Over the 3-year study period, 263 patients sustained 735 penetrating thoracic wounds, of which 80% were gunshot wounds (GSWs). Most of the patients were males (89%) with a median of two injuries each. After stab wounds were excluded, 277 GSWs to the thorax were included for study and 95 (34%) injured the heart. Of the 233 GSWs entering the cardiac box, 30% caused cardiac injury while, of the 44 GSWs outside the cardiac box, 32% penetrated the heart, suggesting that the current cardiac box is a poor predictor of cardiac injury relative to the thoracic non–cardiac box regions (OR 1.1; P = .71).
The researchers observed that the regions from the anterior to the posterior midline of the left thorax provided the highest positive predictive value, with a sensitivity of 90% and a specificity of 31%, making this region the most statistically significant discriminator of cardiac injury (OR, 4.4; P less than .01). This finding was primarily based on the fact that gunshots to the left lateral chest (an area not currently included in the box) had a high rate of cardiac injury (41%; OR, 1.4).
“The current cardiac box is unable to discriminate between gunshot wounds that will cause a cardiac injury and those that will not,” Dr. Morse said. “Any gunshot wound to the chest can cause a cardiac injury. While clinically relevant box borders would include the left chest, the bottom line for surgeons is to think outside the current cardiac box.”
The improved cardiac box that he and his associates proposed includes the area from the clavicles to the xiphoid and from the anterior to the posterior midline over the left thorax. “While this may be intuitive, it is not what we as surgeons have been teaching,” he said. “Finally, gunshots to areas such as the right posterior and posterolateral chest were associated with rates of cardiac injury greater than 30% despite their distance from the heart. This led us to conclude that a gunshot anywhere to the chest should be considered to potentially cause a cardiac injury.”
Dr. Morse acknowledged certain limitations of the study, including the fact that the study excluded graze wounds and gunshots above the clavicles and below the xiphoid. “However, a small percentage of these did cause cardiac injuries, which emphasizes the point that gunshot wounds from any entrance can cause cardiac injury.”
Invited discussant Nicholas Namias, MD, professor and chief of the division of acute care surgery at Jackson Memorial Hospital, Miami, said that the study by Dr. Morse and his associates “confirms what Dr. [Grace] Rozycki showed 20 years ago: Forget the [cardiac] box; it’s dead. Just throw an ultrasound probe on.”

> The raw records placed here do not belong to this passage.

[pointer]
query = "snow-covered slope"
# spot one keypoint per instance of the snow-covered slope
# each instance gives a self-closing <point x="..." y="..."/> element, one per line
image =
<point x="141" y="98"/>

Dr. Morse reported having no relevant financial disclosures.
AT THE AAST ANNUAL MEETING
Key clinical point: The current cardiac box is inadequate to discriminate whether a gunshot wound will create a cardiac injury.
Major finding: Of the 233 gunshot wounds entering the cardiac box, 30% caused cardiac injury while, of the 44 GSWs outside the cardiac box, 32% penetrated the heart, suggesting that the current cardiac box is a poor predictor of cardiac injury relative to the thoracic non–cardiac box regions (OR 1.1; P = .71).
Data source: A retrospective review of 236 patients with penetrating thoracic gunshot wounds and cardiac injury from 2011 to 2013.
Disclosures: Dr. Morse reported having no relevant financial disclosures.